The simulated source templates in [
18] correspond to a total of 29 isotopes. The isotopes used in the source template dataset are derived from the ANSI N42-34-2006 standard [
32] for isotope identification devices [
18] and consist of: 
241Am, 
133Ba, 
57Co, 
60Co, 
51Cr, 
137Cs, 
152Eu, 
67Ga, 
123I, 
125I, 
131I, 
111In, 
192Ir, 
177mLu, 
99Mo, 
237Np, 
103Pd, 
239Pu, 
240Pu, 
226Ra, 
75Se, 
153Sm, 99mTc, 
201Tl, 
204Tl, 
233U, 
235U, 
238U, and 
133Xe. The number of source templates in [
18] with all parameter variations is 65,975. These parameter combinations for the NaI detector are listed below.
- Source height (in cm): 100, 125, 150, 50, 75; 
- Source distance (in cm): 112.5, 175, 237.5, 300, 50; 
- Shielding: alum, iron, lead, none; 
- Shielding density (g/cm2): 1.82 (alum), 4.18 (alum), 7.49 (alum), 1.53 (iron), 3.50 (iron), 6.28 (iron), 0.22 (lead), 0.51 (lead), 0.92 (0.51), 0.0 (none); 
- FWHM at 662 keV (%): 6, 6.5, 7.0, 7.5, 8.0, 8.5, 9.0. 
The number of background templates in [
18] is 84 and consists of the following parameters:
- FWHM at 662 keV (%): 6, 6.5, 7.0, 7.5, 8.0, 8.5, 9.0; 
- Location: Albuquerque, Atlanta, Austin, Chicago, Knoxville, Miami; 
- Cosmic: 0, 1 (0 indicating cosmic effect is not included and 1 indicating it is included). 
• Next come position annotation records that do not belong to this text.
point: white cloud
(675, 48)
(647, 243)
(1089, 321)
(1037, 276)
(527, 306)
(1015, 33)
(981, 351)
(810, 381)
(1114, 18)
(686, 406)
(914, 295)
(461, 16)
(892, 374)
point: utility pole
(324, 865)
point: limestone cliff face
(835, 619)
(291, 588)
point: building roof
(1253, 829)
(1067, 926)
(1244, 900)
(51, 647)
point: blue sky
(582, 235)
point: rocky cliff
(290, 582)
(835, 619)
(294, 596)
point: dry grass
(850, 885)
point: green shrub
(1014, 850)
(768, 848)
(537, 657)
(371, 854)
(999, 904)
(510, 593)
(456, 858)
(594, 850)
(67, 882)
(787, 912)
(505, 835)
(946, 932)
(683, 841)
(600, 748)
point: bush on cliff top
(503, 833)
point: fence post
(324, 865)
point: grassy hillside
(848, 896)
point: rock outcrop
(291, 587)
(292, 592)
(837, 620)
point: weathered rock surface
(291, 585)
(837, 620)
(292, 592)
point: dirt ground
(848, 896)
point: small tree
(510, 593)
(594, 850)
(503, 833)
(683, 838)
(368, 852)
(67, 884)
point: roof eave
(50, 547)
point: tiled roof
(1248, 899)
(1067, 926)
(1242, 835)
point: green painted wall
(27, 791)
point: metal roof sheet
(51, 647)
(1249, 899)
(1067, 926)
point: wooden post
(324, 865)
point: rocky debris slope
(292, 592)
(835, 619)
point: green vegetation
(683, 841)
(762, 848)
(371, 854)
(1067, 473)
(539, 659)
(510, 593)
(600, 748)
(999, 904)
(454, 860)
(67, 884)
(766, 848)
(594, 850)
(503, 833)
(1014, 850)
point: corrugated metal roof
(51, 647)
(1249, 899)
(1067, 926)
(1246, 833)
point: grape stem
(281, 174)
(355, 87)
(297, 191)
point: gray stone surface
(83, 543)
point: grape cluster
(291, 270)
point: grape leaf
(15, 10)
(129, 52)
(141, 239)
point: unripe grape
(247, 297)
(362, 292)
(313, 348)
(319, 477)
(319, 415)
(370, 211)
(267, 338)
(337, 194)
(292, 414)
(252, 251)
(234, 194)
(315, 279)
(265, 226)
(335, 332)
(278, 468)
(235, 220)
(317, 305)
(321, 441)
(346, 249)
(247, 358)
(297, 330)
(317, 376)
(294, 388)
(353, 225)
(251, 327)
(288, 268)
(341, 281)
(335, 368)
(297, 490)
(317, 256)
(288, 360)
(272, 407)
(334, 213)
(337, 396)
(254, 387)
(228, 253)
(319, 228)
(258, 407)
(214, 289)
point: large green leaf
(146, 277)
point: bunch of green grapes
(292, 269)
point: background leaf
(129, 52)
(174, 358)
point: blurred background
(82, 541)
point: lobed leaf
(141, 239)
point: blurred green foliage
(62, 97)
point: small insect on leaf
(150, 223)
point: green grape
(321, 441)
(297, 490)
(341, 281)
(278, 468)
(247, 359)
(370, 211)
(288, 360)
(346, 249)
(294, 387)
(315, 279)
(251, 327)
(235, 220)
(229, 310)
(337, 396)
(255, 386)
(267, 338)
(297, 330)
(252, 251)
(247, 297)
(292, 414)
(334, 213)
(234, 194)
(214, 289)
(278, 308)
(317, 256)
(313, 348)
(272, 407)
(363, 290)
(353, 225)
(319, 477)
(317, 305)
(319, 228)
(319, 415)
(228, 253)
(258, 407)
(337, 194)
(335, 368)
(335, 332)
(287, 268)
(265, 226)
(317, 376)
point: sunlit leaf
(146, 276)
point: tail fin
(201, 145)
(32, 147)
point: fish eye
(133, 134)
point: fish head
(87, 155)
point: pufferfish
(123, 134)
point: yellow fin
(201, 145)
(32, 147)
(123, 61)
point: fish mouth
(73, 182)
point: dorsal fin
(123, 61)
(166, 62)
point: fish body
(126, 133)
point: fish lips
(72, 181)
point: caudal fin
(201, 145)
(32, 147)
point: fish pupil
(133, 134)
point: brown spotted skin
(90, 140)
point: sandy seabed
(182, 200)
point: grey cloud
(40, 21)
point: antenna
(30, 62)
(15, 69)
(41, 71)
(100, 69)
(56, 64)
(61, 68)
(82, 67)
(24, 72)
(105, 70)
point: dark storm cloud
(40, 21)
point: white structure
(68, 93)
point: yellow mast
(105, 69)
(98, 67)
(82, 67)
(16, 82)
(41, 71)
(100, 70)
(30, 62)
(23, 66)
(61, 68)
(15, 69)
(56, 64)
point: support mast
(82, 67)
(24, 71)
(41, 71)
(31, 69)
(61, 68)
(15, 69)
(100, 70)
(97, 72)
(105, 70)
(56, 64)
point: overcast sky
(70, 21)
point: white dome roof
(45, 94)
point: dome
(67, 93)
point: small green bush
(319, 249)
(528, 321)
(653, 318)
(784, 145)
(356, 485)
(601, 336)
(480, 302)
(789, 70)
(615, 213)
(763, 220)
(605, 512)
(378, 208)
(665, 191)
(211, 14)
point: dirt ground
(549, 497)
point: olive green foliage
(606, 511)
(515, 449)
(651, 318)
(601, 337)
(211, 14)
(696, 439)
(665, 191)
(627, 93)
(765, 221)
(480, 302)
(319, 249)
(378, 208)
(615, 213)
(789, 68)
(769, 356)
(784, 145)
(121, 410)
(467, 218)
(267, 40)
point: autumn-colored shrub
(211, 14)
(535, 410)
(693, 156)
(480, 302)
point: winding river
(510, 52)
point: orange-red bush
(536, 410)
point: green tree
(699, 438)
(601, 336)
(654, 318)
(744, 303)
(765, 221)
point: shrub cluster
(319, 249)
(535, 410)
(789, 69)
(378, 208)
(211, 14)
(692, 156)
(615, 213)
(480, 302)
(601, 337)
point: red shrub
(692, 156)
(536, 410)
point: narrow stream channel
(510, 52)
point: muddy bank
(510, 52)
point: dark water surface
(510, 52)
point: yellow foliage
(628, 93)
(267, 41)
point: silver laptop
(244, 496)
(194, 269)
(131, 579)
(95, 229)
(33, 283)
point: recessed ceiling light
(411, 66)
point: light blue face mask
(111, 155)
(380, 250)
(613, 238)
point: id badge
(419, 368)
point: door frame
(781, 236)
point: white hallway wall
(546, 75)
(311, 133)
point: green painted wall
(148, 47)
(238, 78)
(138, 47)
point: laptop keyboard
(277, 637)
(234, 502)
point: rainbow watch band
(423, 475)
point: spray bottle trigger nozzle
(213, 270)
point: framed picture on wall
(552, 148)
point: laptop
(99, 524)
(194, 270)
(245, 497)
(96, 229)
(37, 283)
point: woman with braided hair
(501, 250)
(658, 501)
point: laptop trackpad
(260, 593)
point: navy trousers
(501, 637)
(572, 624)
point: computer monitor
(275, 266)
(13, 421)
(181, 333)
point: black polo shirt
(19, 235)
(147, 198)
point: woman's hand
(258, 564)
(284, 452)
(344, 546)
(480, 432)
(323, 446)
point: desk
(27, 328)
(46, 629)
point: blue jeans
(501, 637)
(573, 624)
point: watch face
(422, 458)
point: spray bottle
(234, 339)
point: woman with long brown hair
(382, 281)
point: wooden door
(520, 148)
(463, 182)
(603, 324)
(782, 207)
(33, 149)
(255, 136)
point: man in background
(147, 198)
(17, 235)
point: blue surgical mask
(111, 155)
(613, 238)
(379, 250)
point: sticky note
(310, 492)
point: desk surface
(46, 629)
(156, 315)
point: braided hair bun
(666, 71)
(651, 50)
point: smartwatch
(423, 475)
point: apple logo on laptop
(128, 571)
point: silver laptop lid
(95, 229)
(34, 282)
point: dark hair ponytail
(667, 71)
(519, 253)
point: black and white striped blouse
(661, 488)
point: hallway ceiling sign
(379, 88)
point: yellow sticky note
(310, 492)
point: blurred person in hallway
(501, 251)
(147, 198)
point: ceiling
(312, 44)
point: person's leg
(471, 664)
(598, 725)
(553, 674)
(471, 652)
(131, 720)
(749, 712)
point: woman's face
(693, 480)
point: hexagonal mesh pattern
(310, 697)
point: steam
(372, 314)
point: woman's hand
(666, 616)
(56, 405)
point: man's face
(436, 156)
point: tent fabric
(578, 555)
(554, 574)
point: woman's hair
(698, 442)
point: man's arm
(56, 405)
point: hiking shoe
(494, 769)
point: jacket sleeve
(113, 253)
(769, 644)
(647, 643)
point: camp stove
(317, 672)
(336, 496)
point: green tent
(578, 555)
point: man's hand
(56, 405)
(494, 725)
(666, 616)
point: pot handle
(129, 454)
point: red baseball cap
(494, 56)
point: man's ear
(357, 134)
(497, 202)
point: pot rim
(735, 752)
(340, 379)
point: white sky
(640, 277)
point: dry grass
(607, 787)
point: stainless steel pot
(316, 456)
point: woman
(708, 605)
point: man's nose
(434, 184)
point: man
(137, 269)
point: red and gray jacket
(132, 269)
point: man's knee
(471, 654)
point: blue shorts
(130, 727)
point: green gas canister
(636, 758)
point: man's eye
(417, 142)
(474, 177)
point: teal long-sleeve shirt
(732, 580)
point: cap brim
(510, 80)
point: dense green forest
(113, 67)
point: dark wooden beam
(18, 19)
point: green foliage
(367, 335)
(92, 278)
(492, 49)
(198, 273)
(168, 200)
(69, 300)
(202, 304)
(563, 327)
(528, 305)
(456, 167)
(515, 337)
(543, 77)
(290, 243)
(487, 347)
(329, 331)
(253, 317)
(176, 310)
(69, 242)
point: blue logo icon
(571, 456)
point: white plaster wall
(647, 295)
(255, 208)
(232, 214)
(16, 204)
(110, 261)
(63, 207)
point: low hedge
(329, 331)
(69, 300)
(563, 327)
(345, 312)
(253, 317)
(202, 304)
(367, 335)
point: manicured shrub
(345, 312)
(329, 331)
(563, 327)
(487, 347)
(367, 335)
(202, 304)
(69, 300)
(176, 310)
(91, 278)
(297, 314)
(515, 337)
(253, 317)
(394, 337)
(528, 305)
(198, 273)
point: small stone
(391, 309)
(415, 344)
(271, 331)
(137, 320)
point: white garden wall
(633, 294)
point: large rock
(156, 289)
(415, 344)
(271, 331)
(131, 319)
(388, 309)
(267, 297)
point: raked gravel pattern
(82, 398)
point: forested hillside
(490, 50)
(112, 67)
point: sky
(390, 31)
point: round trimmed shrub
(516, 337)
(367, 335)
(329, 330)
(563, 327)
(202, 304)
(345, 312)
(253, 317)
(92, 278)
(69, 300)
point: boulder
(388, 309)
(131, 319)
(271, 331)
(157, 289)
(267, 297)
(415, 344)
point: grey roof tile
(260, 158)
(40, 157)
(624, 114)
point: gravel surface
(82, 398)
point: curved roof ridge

Other than the detector and background specific parameters that are mentioned above, for multi-isotope mixture simulation, we adapted the same augmentation parameters from [
18]. These augmentation parameters are listed in the following. Among them, the “mixing ratio” parameter is a new one which we included for multi-isotope mixture generation, and the other parameters were used in [
18] when generating augmented single-isotope source spectra. By varying these augmentation parameters in the mixture spectrum generation, diversity in the training and test spectrum datasets can be created.
- Integration time (s); 
- Background count rate (background cps); 
- Signal-to-background ratio; 
- Calibration; 
- Low-level discriminator (LLD) parameter; 
- Mixing ratio for each source and background in the mixture.